The Liberals have already suffered an embarrassing defeat in the House of Commons over the issue, when four of their own MPs voted against a vote on the issue, while another dozen absented themselves.

Bennett said they would continue to raise the issue at public forums, conferences and committee meetings.


‘Important to Discuss’

Canada’s Supreme Court threw out its existing law restricting abortions in the 1970s; successive governments have done nothing to replace it. “The prevailing mantra, even among pro-life politicians in Canada, has always been that abortion is a toxic issue,” explained Joseph Ben Ami, director of the Canadian Centre for Policy Studies, an Ottawa-based conservative think tank.

The Liberals may have hoped to marginalize the Conservatives by making Canadians believe the government wanted to recriminalize abortion, starting with foreign aid.

“But the polling after the maternal foreign-aid issue hasn’t shown a drop for the government or a bump up for the Liberals,” Ben Ami said. “It may be that the abortion issue can now be discussed, which is only right and proper in a democracy. No policy issue should be taboo.”
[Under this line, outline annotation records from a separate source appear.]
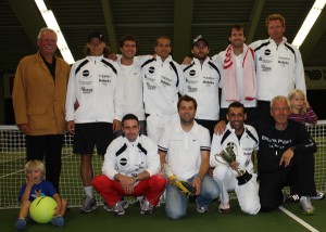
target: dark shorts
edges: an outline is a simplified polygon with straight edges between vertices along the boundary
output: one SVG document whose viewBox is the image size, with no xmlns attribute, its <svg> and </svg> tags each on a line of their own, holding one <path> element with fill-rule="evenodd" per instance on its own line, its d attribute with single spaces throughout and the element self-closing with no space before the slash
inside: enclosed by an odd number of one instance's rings
<svg viewBox="0 0 326 232">
<path fill-rule="evenodd" d="M 73 152 L 82 155 L 92 154 L 96 146 L 97 153 L 104 155 L 113 139 L 110 123 L 76 124 Z"/>
</svg>

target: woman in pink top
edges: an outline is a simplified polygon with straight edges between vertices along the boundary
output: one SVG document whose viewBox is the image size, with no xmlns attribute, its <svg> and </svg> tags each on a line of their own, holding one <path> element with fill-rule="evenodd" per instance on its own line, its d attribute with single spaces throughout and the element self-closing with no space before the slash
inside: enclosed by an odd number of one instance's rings
<svg viewBox="0 0 326 232">
<path fill-rule="evenodd" d="M 309 102 L 305 99 L 304 92 L 299 89 L 290 91 L 288 99 L 291 105 L 290 119 L 302 124 L 316 124 L 318 118 Z"/>
<path fill-rule="evenodd" d="M 290 119 L 302 123 L 302 124 L 316 124 L 318 118 L 314 113 L 312 107 L 310 107 L 309 102 L 306 101 L 305 94 L 302 90 L 293 89 L 288 94 L 288 100 L 290 102 L 291 114 Z M 298 194 L 291 194 L 286 202 L 298 202 Z M 316 191 L 316 195 L 311 197 L 312 199 L 324 199 L 324 193 Z"/>
</svg>

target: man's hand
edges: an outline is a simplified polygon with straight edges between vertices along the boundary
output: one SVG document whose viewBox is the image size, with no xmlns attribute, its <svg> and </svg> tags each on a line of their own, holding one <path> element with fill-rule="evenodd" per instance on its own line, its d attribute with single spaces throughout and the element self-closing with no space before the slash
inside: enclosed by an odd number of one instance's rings
<svg viewBox="0 0 326 232">
<path fill-rule="evenodd" d="M 193 178 L 192 186 L 196 188 L 196 193 L 195 194 L 199 195 L 200 194 L 200 190 L 201 190 L 201 179 L 200 179 L 200 177 Z"/>
<path fill-rule="evenodd" d="M 280 157 L 279 166 L 284 163 L 284 166 L 288 167 L 293 155 L 294 155 L 294 152 L 292 149 L 288 149 L 287 151 L 285 151 L 285 153 L 283 153 L 283 155 Z"/>
<path fill-rule="evenodd" d="M 222 134 L 225 130 L 225 127 L 226 127 L 226 123 L 225 120 L 221 120 L 218 121 L 215 127 L 214 127 L 214 133 L 215 134 Z"/>
<path fill-rule="evenodd" d="M 192 57 L 186 56 L 184 57 L 183 64 L 189 66 L 192 62 Z"/>
<path fill-rule="evenodd" d="M 120 185 L 125 191 L 126 194 L 134 193 L 134 183 L 136 182 L 135 178 L 127 176 L 120 176 Z"/>
<path fill-rule="evenodd" d="M 238 163 L 236 160 L 234 160 L 233 163 L 230 163 L 229 166 L 235 171 L 238 169 Z"/>
<path fill-rule="evenodd" d="M 25 133 L 25 134 L 30 133 L 30 128 L 29 128 L 28 124 L 18 124 L 17 127 L 23 133 Z"/>
<path fill-rule="evenodd" d="M 66 129 L 71 134 L 75 134 L 75 121 L 73 120 L 67 121 Z"/>
<path fill-rule="evenodd" d="M 36 178 L 33 178 L 33 177 L 29 179 L 26 178 L 26 188 L 32 189 L 32 186 L 35 184 L 35 182 L 36 182 Z"/>
<path fill-rule="evenodd" d="M 113 120 L 112 130 L 113 130 L 113 133 L 116 133 L 117 131 L 121 130 L 121 121 L 120 120 L 117 120 L 117 119 Z"/>
</svg>

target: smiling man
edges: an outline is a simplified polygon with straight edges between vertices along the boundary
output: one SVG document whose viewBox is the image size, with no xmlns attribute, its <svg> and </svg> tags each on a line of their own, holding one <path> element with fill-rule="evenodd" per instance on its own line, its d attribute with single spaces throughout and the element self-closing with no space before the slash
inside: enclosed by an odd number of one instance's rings
<svg viewBox="0 0 326 232">
<path fill-rule="evenodd" d="M 47 180 L 60 191 L 64 103 L 71 68 L 54 55 L 57 39 L 53 29 L 40 29 L 39 51 L 22 59 L 17 66 L 13 106 L 16 125 L 26 134 L 27 160 L 46 158 Z"/>
<path fill-rule="evenodd" d="M 289 120 L 290 106 L 286 96 L 271 102 L 273 120 L 260 123 L 255 129 L 260 139 L 258 171 L 262 211 L 276 209 L 284 203 L 284 186 L 296 186 L 300 210 L 314 214 L 311 196 L 316 194 L 314 156 L 317 147 L 304 126 Z M 291 190 L 292 191 L 292 190 Z"/>
<path fill-rule="evenodd" d="M 97 208 L 92 196 L 92 153 L 104 155 L 114 133 L 121 130 L 124 93 L 116 63 L 105 59 L 104 36 L 91 33 L 85 47 L 86 57 L 71 70 L 66 95 L 67 130 L 74 137 L 74 153 L 80 154 L 80 177 L 85 198 L 80 210 Z"/>
<path fill-rule="evenodd" d="M 155 54 L 143 61 L 141 76 L 147 134 L 158 142 L 164 126 L 178 120 L 178 94 L 184 94 L 184 76 L 180 66 L 170 55 L 171 39 L 159 37 Z"/>
<path fill-rule="evenodd" d="M 223 134 L 214 134 L 210 155 L 210 166 L 215 167 L 213 178 L 221 190 L 218 211 L 230 212 L 228 191 L 235 191 L 241 210 L 249 215 L 256 215 L 261 205 L 256 175 L 253 173 L 252 156 L 258 151 L 259 138 L 253 127 L 244 125 L 247 114 L 241 103 L 229 104 L 226 117 L 229 123 Z M 230 143 L 234 144 L 236 159 L 228 165 L 218 157 L 218 154 L 225 152 Z M 237 180 L 239 178 L 238 168 L 251 175 L 248 182 Z"/>
<path fill-rule="evenodd" d="M 165 179 L 158 175 L 160 156 L 158 145 L 148 137 L 139 136 L 139 121 L 133 114 L 122 120 L 124 137 L 109 145 L 102 167 L 103 175 L 92 185 L 101 194 L 106 210 L 124 215 L 128 203 L 123 196 L 142 196 L 140 214 L 152 214 L 165 188 Z"/>
<path fill-rule="evenodd" d="M 208 56 L 210 46 L 201 35 L 193 39 L 191 53 L 193 54 L 191 64 L 184 66 L 185 94 L 198 102 L 196 121 L 208 128 L 212 138 L 214 126 L 218 120 L 221 70 L 216 62 Z"/>
<path fill-rule="evenodd" d="M 229 46 L 213 56 L 222 69 L 220 119 L 226 120 L 227 107 L 233 102 L 244 105 L 247 120 L 252 121 L 256 106 L 256 77 L 254 53 L 247 47 L 242 25 L 233 25 L 228 31 Z"/>
<path fill-rule="evenodd" d="M 255 119 L 269 115 L 269 102 L 275 95 L 288 95 L 290 90 L 305 93 L 304 70 L 300 51 L 284 37 L 285 18 L 272 14 L 266 18 L 268 39 L 251 43 L 255 54 L 258 107 Z"/>
<path fill-rule="evenodd" d="M 137 53 L 135 36 L 124 36 L 120 42 L 121 55 L 117 57 L 120 79 L 124 87 L 124 114 L 134 114 L 139 119 L 140 133 L 146 134 L 146 118 L 142 102 L 141 57 Z"/>
<path fill-rule="evenodd" d="M 209 130 L 195 120 L 197 102 L 189 95 L 178 100 L 180 120 L 166 125 L 159 142 L 162 170 L 168 169 L 176 179 L 196 188 L 197 211 L 209 210 L 209 204 L 217 198 L 220 191 L 212 177 L 206 176 L 210 163 Z M 168 168 L 165 168 L 168 167 Z M 188 198 L 172 183 L 166 184 L 165 211 L 172 219 L 187 214 Z"/>
</svg>

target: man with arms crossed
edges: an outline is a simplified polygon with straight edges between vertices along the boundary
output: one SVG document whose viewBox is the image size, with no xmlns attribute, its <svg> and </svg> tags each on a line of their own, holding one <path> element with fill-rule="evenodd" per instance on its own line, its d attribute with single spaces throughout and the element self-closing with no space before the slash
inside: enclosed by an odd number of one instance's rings
<svg viewBox="0 0 326 232">
<path fill-rule="evenodd" d="M 121 56 L 117 57 L 120 79 L 124 86 L 124 114 L 135 114 L 139 119 L 140 133 L 146 134 L 146 119 L 142 102 L 142 79 L 140 57 L 135 36 L 124 36 L 120 43 Z"/>
<path fill-rule="evenodd" d="M 191 53 L 193 60 L 184 68 L 185 94 L 196 99 L 198 102 L 196 121 L 208 128 L 210 136 L 213 137 L 220 112 L 221 73 L 217 64 L 208 56 L 209 42 L 201 35 L 193 39 Z"/>
<path fill-rule="evenodd" d="M 183 72 L 172 60 L 171 50 L 171 39 L 159 37 L 155 55 L 141 65 L 147 133 L 154 142 L 159 141 L 166 125 L 178 121 L 178 94 L 184 94 Z"/>
<path fill-rule="evenodd" d="M 104 155 L 115 132 L 121 130 L 123 117 L 123 86 L 116 63 L 103 56 L 104 36 L 98 31 L 87 38 L 86 57 L 71 70 L 66 95 L 67 130 L 75 134 L 74 153 L 80 154 L 80 176 L 85 198 L 80 210 L 97 208 L 92 196 L 92 153 Z"/>
<path fill-rule="evenodd" d="M 168 169 L 178 180 L 196 188 L 197 211 L 208 211 L 209 204 L 217 198 L 220 190 L 212 177 L 206 176 L 210 165 L 210 132 L 195 120 L 197 102 L 188 95 L 179 99 L 180 121 L 167 125 L 159 142 L 161 167 Z M 172 219 L 187 214 L 188 198 L 176 186 L 166 184 L 165 211 Z"/>
</svg>

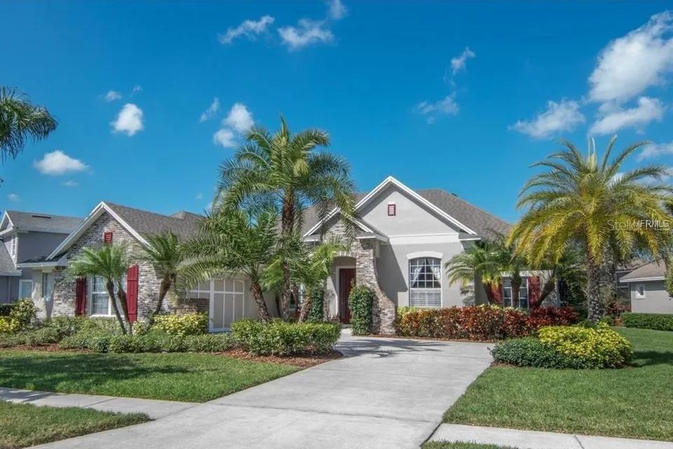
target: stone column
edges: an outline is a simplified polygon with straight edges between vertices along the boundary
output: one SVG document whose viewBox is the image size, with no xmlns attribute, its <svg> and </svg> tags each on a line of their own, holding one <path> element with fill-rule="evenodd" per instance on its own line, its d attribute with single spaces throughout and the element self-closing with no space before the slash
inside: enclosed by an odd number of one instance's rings
<svg viewBox="0 0 673 449">
<path fill-rule="evenodd" d="M 365 239 L 353 242 L 352 252 L 355 257 L 355 282 L 367 286 L 376 295 L 372 307 L 372 332 L 376 334 L 395 334 L 395 303 L 388 298 L 379 283 L 376 268 L 376 240 Z"/>
</svg>

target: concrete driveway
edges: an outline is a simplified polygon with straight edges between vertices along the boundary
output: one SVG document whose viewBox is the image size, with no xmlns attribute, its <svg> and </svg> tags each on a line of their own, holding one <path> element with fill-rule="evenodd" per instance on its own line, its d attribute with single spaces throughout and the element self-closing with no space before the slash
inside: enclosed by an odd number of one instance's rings
<svg viewBox="0 0 673 449">
<path fill-rule="evenodd" d="M 487 344 L 344 333 L 346 356 L 151 422 L 48 448 L 418 448 L 489 365 Z"/>
</svg>

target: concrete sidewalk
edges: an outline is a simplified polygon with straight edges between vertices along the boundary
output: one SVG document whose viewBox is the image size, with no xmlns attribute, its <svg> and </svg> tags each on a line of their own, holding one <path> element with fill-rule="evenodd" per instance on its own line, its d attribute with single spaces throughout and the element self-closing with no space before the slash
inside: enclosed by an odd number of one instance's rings
<svg viewBox="0 0 673 449">
<path fill-rule="evenodd" d="M 673 443 L 442 424 L 431 441 L 496 444 L 517 449 L 673 449 Z"/>
<path fill-rule="evenodd" d="M 51 407 L 82 407 L 103 412 L 144 413 L 152 420 L 174 415 L 198 405 L 191 402 L 118 398 L 95 394 L 47 393 L 3 387 L 0 387 L 0 401 Z"/>
</svg>

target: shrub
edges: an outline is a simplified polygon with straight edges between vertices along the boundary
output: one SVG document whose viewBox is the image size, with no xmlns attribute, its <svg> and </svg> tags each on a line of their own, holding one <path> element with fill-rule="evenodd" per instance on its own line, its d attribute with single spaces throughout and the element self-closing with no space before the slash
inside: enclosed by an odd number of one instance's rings
<svg viewBox="0 0 673 449">
<path fill-rule="evenodd" d="M 351 328 L 353 335 L 368 335 L 372 333 L 372 304 L 376 299 L 376 293 L 369 287 L 356 286 L 348 295 L 351 311 Z"/>
<path fill-rule="evenodd" d="M 334 323 L 286 323 L 280 320 L 262 323 L 243 319 L 231 325 L 231 332 L 249 352 L 285 356 L 331 350 L 339 340 L 341 326 Z"/>
<path fill-rule="evenodd" d="M 624 313 L 622 324 L 627 328 L 673 330 L 673 314 Z"/>
<path fill-rule="evenodd" d="M 182 315 L 158 315 L 154 323 L 170 335 L 198 335 L 208 331 L 208 315 L 205 313 Z"/>
<path fill-rule="evenodd" d="M 517 366 L 576 369 L 586 368 L 580 359 L 557 352 L 533 337 L 501 342 L 491 349 L 491 354 L 496 362 Z"/>
<path fill-rule="evenodd" d="M 549 326 L 538 331 L 540 342 L 564 356 L 582 361 L 585 368 L 617 368 L 633 354 L 631 343 L 604 323 L 594 328 Z"/>
</svg>

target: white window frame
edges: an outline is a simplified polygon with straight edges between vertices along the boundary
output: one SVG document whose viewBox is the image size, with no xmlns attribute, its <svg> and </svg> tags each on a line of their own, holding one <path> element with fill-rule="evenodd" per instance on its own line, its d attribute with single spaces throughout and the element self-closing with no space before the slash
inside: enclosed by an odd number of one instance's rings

Pollster Mario Conseco of Vancouver-based Angus Reid Strategies confirmed that “Canadians are of two minds on abortion.” While a majority is in favor of the status quo, “80% of the population is unaware that the status quo is that there are no restrictions on abortion at all.” While a majority is pro-abortion, said Conseco, a majority is also against public funding of abortion in most cases. Canadians want “to keep it legal; they just wouldn’t do it themselves,” said Conseco.

Given such ambivalence, he isn’t surprised that the issue hasn’t won any support for the Liberals or cost the Conservatives support.

Rod Bruinooge, an MP from Winnipeg and chairman of the interparty pro-life caucus, said Harper has “made it clear he will always exclude abortion from the policy agenda.”

However, Bruinooge has just introduced a private member’s bill to make it illegal to coerce or threaten a woman to have an abortion: “It’s important that this issue be discussed. We do a disservice to the nation if we don’t.”

Steve Weatherbe writes from Victoria, British Columbia.